Fare Forward, Voyagers
On the Sunday morning of Hutchmoot, my sister and I went to church with the friends we were staying with at Christ Presbyterian Church of Nashville. The minister, Scott Sauls, spoke from Philippians 2 on “The Humility of God.” In one of those “God-things” everything he said seemed to fit hand in glove with the content of the conference.
He challenged the congregation to look to Christ’s humility as an example and to be imitators of him. He said that humility is the freedom from the need to be thinking of ourselves, that humility liberates us to look toward others. He pointed to Jonathan, the prince of Israel, as an example – Jonathan weakened his own position so that David might become strong. And then he pointed out the irony: the less Jonathan acted like a king, the more kingly he became in character.
We serve a God who likes juxtapositions like that. He requires death for life, losing our lives for finding them. If nothing else this weekend was a reminder of the great juxtaposition that is the Suffering Servant and the Reigning King.
I could tell you the ideas I was presented with this weekend which took my brain out of my head, scrubbed it up and down on a washing board, and stuffed it back in, all freshly laundered and stretched in unfamiliar places. I could tell you about the delightful people I met who were kind, thoughtless of self, and thoughtful of others.

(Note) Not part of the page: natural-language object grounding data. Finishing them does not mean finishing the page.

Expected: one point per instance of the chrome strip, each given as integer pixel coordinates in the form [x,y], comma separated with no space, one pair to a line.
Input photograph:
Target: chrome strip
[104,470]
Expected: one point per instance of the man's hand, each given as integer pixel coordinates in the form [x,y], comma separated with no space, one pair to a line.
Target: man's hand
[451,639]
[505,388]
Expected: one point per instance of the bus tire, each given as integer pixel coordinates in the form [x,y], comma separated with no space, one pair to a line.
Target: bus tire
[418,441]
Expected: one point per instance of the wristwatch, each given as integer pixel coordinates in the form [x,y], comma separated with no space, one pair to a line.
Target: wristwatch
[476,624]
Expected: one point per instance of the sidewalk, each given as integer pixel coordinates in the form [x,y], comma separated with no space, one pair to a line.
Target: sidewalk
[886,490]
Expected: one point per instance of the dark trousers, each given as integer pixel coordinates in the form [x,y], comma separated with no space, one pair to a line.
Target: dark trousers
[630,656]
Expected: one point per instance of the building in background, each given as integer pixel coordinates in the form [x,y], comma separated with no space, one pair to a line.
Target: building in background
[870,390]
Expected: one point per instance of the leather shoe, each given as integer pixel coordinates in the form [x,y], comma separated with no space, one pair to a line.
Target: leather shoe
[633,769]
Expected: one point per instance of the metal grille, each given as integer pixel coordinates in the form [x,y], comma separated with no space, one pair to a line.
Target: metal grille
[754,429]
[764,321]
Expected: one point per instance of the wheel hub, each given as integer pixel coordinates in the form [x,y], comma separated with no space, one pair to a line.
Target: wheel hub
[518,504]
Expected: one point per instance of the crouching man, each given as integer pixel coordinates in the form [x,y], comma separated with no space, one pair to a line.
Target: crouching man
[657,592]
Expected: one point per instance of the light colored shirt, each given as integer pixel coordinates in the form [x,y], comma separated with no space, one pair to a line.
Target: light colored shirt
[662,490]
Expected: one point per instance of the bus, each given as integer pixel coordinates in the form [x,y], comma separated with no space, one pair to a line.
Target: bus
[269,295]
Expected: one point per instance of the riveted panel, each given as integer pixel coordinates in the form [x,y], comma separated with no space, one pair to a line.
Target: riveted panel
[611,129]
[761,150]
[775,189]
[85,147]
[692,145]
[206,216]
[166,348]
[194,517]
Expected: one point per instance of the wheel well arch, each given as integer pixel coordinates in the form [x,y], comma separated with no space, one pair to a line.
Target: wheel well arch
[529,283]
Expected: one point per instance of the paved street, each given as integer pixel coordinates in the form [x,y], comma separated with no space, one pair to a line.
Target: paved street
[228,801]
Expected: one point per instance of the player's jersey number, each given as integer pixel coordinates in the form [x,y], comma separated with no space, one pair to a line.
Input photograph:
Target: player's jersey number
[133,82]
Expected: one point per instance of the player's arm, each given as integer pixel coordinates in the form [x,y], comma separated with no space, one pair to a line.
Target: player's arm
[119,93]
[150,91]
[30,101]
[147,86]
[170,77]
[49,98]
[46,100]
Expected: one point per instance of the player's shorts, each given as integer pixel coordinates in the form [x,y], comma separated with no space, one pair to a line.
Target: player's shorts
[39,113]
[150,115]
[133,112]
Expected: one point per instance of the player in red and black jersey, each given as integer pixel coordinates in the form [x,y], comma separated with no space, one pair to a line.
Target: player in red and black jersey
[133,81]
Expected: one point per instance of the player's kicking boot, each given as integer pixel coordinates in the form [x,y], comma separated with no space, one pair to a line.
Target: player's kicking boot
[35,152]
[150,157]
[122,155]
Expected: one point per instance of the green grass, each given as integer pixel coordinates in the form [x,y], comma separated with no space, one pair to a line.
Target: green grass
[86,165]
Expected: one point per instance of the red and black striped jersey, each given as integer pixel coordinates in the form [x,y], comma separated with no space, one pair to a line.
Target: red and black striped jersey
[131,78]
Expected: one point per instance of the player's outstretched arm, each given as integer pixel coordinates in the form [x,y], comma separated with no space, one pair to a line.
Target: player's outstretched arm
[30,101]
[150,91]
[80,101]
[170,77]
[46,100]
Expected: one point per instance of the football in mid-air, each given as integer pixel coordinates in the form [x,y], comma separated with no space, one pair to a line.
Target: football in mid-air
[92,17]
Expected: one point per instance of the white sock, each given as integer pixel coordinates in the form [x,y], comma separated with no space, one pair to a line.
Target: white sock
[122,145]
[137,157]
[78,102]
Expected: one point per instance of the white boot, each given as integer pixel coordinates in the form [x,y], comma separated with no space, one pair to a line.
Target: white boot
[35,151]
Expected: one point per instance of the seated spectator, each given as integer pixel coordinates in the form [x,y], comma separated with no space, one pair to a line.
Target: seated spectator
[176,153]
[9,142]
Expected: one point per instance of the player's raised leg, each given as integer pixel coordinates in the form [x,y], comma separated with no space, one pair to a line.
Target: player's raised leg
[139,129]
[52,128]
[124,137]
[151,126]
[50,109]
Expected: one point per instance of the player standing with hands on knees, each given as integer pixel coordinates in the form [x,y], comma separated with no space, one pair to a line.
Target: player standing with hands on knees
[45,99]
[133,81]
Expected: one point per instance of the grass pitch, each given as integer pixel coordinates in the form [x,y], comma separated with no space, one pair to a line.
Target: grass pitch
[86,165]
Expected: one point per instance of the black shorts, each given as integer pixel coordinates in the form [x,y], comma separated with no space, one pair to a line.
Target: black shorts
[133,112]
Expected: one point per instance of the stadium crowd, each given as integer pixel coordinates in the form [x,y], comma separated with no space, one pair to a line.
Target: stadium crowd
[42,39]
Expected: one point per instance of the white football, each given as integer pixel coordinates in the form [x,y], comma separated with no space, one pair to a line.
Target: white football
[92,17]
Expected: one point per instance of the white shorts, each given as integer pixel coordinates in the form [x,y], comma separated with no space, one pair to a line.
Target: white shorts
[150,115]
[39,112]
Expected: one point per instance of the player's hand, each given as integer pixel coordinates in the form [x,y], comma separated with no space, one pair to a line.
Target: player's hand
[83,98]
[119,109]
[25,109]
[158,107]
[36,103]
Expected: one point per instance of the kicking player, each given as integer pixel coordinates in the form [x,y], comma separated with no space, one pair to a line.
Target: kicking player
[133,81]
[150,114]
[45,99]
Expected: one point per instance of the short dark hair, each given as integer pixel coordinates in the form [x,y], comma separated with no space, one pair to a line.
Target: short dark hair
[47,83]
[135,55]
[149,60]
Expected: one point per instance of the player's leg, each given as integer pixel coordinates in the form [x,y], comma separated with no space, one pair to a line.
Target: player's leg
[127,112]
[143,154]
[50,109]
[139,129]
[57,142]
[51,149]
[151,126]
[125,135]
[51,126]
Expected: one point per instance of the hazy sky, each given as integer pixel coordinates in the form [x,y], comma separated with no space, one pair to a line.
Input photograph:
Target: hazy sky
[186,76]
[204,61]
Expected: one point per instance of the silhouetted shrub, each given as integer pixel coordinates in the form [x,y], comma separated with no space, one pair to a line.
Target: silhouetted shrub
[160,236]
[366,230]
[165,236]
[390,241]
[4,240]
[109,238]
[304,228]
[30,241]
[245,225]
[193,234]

I could tell you about the princes and princesses I met who made themselves nothing and thereby became great.
But I seem to be unable to form into typewritten words what I really want to say about this conference. So, instead, I shall lean upon one of my favorite poets, T.S. Eliot, in his master work of juxtaposition, The Four Quartets.
I said to my soul, be still, and wait without hope
For hope would be hope for the wrong thing; wait without love
For love would be love of the wrong thing; there is yet faith
But the faith and the love and the hope are all in the waiting.

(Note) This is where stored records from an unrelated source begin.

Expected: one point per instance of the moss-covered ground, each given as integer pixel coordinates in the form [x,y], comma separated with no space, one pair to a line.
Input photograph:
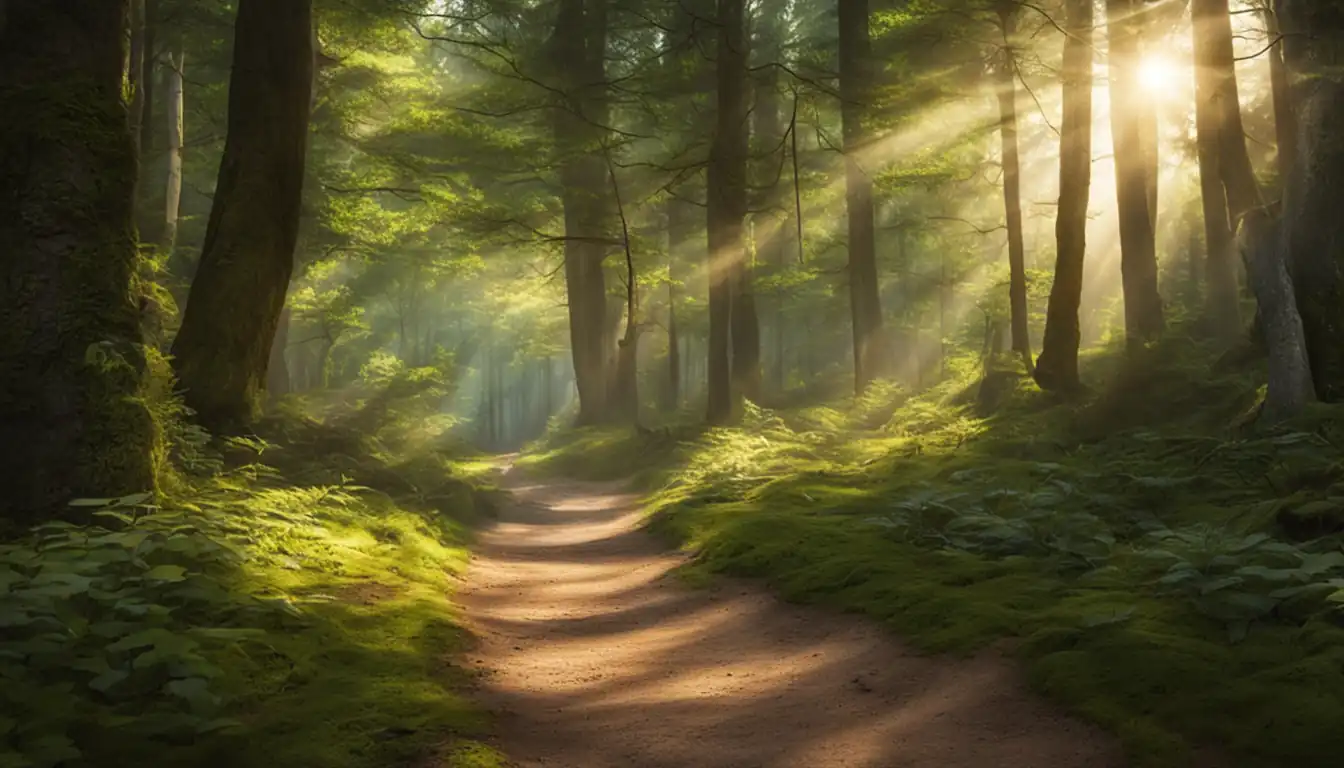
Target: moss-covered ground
[1160,568]
[286,603]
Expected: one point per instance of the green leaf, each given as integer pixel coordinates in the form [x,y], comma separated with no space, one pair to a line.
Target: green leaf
[92,502]
[167,573]
[195,692]
[109,679]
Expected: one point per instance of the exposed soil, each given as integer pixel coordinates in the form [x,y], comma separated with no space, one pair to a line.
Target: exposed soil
[596,657]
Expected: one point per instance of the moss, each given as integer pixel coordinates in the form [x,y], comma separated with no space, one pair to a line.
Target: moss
[1038,525]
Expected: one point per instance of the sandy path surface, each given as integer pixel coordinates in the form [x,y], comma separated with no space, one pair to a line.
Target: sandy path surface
[594,657]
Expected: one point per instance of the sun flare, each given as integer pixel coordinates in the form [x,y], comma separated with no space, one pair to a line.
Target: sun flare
[1157,74]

Wait without thought, for you are not ready for thought:
So the darkness shall be the light, and the stillness the dancing.
Whisper of running streams, and winter lightning.
The wild thyme unseen and the wild strawberry,
The laughter in the garden, echoed ecstasy
Not lost, but requiring, pointing to the agony
Of death and birth.
-“East Coker” V.123-133
I can’t quite find a way to explain it, but that passage sums up the feelings from this past weekend – the joy, the agony, the stillness, the running, the hoping, the waiting, the loving, the faith…
We’ve all gone our separate ways now, and cries of, “Hutchmoot let down!” are filling my news feed on Facebook. I’m certain we shall soon become wrapped up into the worlds we find ourselves in, but I hope that our hugs at the church or at the airport are not fully goodbyes. Instead, I hope that they are not goodbyes at all. But rather moments when, instead of thinking of ourselves, we were free to look toward others, to give them our kingly robes, and to send them out renewed.
“Not fare well, / But fare forward, voyagers.”